We aim at exploiting parallelism in shared-memory multiprocessing systems, in order to speed up the execution time with as small redundancy in work as possible, for an elementary task that comes up frequently as a subroutine in the daily maintenance of large-scale time-dependent graphs representing real-world relationships or technological networks: the many-to-all time-dependent shortest paths (MATDSP) problem. MATDSP requires the computation of one time-dependent shortest-path tree (TDSPT) per origin-vertex and departure-time, from an arbitrary collection of pairs of origins and departure-times, towards all reachable destinations in the graph.

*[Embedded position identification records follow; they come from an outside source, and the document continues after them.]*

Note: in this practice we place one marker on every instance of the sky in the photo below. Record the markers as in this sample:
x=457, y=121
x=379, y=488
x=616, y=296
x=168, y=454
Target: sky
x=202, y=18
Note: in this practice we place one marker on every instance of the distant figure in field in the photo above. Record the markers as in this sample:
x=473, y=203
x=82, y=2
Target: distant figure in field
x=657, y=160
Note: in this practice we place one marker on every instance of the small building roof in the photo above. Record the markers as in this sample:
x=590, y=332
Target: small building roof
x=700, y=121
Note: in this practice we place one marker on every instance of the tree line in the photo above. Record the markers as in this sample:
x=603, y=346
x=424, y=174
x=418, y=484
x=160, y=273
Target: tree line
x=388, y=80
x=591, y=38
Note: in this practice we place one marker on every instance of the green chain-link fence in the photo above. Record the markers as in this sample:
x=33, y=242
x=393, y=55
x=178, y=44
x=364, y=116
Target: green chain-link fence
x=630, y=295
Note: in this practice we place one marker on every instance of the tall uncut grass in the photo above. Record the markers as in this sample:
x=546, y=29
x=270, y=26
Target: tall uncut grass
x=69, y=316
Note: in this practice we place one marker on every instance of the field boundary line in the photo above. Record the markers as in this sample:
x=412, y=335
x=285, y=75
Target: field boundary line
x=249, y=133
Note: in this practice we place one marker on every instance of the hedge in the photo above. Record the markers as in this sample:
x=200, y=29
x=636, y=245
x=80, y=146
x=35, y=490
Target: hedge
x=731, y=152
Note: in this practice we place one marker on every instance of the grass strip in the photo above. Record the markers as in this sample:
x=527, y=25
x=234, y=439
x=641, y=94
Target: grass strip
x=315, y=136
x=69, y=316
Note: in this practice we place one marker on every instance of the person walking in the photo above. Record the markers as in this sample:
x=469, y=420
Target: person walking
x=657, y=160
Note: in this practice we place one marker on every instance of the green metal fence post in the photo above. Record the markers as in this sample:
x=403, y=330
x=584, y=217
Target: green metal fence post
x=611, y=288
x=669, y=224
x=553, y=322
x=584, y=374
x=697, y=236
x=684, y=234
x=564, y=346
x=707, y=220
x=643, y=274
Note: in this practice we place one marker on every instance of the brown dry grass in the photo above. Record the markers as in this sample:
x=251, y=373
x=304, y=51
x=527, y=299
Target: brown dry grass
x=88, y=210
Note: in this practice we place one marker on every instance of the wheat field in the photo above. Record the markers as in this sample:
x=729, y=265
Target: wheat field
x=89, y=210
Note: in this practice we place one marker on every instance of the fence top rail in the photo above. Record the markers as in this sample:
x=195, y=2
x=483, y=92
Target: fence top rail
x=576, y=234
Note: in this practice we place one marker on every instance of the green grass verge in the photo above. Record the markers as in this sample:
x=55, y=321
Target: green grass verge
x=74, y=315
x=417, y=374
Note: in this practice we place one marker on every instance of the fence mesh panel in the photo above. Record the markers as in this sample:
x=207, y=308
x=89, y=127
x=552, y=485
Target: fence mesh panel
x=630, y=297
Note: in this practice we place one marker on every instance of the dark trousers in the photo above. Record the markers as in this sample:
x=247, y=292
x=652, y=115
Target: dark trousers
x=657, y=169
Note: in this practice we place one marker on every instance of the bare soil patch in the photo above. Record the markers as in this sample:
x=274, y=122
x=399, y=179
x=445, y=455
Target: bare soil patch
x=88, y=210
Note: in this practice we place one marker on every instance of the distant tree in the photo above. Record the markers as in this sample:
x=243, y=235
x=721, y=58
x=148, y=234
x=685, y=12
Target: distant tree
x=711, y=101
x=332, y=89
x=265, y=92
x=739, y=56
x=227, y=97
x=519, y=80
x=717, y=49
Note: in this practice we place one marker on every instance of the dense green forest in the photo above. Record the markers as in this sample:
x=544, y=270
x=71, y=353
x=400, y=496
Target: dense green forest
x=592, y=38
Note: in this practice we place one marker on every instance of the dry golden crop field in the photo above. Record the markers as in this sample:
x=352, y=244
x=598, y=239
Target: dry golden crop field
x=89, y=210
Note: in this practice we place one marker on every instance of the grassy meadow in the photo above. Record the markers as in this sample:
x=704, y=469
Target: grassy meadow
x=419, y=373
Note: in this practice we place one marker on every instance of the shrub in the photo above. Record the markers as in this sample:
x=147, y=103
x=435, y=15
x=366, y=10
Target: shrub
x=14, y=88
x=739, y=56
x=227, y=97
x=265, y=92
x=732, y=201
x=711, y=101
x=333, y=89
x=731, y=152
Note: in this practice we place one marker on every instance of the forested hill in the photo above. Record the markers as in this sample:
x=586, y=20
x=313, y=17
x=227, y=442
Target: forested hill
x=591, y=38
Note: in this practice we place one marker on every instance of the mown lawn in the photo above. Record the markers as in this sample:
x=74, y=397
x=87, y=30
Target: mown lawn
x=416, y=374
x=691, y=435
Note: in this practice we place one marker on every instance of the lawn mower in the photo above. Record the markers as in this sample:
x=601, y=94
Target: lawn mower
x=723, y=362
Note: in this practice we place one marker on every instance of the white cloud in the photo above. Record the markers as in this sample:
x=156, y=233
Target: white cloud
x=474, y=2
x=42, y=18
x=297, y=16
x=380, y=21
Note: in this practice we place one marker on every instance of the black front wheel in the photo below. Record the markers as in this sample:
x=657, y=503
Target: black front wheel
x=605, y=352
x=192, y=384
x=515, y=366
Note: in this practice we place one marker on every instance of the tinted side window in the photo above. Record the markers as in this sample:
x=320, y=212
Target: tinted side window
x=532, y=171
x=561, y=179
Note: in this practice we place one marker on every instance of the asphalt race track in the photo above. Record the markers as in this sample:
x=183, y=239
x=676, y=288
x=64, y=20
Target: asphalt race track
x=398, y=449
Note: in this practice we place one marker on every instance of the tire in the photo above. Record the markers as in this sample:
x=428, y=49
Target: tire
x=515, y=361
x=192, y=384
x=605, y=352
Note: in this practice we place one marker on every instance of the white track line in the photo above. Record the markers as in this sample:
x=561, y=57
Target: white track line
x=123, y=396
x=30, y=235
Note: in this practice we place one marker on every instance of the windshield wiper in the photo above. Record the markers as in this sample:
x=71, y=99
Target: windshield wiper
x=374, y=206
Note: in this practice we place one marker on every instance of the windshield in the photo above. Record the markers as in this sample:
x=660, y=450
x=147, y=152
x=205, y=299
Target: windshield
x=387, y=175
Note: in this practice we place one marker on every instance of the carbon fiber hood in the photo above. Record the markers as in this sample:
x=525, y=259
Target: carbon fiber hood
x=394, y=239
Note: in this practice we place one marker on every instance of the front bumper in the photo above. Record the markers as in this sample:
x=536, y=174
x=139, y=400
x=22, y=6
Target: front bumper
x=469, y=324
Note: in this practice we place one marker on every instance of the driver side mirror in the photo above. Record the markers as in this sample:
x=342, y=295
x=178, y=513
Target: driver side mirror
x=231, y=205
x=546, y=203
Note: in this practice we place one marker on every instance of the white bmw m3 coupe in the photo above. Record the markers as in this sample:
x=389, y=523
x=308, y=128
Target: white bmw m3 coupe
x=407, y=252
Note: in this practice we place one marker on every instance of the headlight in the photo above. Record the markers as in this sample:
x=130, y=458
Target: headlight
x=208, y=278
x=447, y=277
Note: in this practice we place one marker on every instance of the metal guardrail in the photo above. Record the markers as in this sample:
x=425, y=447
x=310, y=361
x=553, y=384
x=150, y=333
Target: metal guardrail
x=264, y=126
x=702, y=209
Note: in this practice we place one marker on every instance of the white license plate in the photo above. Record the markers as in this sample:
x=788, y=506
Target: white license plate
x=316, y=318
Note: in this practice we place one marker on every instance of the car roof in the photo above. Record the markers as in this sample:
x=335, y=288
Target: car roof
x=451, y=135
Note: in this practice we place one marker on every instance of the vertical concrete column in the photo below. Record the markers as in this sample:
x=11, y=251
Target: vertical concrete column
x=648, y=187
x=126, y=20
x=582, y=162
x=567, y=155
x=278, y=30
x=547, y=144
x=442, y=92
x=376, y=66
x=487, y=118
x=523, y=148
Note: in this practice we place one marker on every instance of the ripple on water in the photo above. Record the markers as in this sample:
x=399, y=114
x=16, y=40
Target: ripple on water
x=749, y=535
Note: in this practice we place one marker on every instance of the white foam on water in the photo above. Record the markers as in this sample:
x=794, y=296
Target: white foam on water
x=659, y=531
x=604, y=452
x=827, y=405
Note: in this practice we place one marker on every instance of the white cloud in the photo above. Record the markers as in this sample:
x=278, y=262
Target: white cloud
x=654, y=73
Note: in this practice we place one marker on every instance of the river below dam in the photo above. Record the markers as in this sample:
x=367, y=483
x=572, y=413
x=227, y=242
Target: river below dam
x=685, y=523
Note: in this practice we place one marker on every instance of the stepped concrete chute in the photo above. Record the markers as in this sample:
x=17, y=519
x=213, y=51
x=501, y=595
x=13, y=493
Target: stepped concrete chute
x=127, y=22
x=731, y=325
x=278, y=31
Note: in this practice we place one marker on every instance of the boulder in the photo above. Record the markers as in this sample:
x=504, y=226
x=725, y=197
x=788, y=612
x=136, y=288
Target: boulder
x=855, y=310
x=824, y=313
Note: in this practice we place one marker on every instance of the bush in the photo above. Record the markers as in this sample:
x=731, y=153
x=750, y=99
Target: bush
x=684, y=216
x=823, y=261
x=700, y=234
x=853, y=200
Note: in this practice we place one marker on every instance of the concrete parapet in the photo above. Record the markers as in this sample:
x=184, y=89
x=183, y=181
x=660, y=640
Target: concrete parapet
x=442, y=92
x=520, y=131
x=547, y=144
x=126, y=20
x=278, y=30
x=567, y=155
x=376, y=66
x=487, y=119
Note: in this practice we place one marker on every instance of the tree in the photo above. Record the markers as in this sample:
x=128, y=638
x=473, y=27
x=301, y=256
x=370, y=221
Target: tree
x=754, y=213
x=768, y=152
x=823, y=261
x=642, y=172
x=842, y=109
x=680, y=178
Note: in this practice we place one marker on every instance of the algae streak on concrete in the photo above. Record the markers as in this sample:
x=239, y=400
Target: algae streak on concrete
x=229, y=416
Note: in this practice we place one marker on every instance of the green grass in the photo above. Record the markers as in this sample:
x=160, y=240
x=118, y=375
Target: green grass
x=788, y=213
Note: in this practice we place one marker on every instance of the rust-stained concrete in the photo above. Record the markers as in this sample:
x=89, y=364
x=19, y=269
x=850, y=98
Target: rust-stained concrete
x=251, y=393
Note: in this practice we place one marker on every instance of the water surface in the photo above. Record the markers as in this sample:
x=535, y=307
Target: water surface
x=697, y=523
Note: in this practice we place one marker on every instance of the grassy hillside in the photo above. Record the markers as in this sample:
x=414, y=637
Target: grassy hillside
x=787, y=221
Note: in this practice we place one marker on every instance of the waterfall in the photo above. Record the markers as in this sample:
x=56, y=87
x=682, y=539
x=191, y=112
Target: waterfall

Our goal is to explore the potential and highlight the limitations of amorphous data parallelism, when dealing with MATDSP in multicore computing environments with a given amount of processing elements and a shared memory to exploit. Apart from speeding-up execution time, consumption of resources (and energy) is also critical. Therefore, we aim at limiting the work overhead for solving a MATDSP instance, as measured by the overall number of arc relaxations in shortest-path computations, while trying to minimize the overall execution time. Towards this direction, we provide several algorithmic engineering interventions for solving MATDSP concerning: (i) the compact representation of the instance; (ii) the choice and the improvement of the time-dependent single-source shortest path algorithm that is used as a subroutine; (iii) the way according to which the overall work is allocated to the processing elements; (iv) the adoption of the amorphous data parallelism rationale, in order to avoid costly synchronization among the processing elements while doing their own part of the work.

Our experimental evaluations, both on real-world and on synthetic benchmark instances of time-dependent road networks, provide insight how one should organize heavy MATDSP computations, depending on the application scenario. This insight is in some cases rather unexpected. For instance, it is not always the case that pure data parallelism (among otherwise totally independent processors) is the best choice for minimizing execution times. In certain cases it may be worthwhile to limit the level of data parallelism in favor of algorithmic parallelism, in order to achieve more efficient MATDSP computations.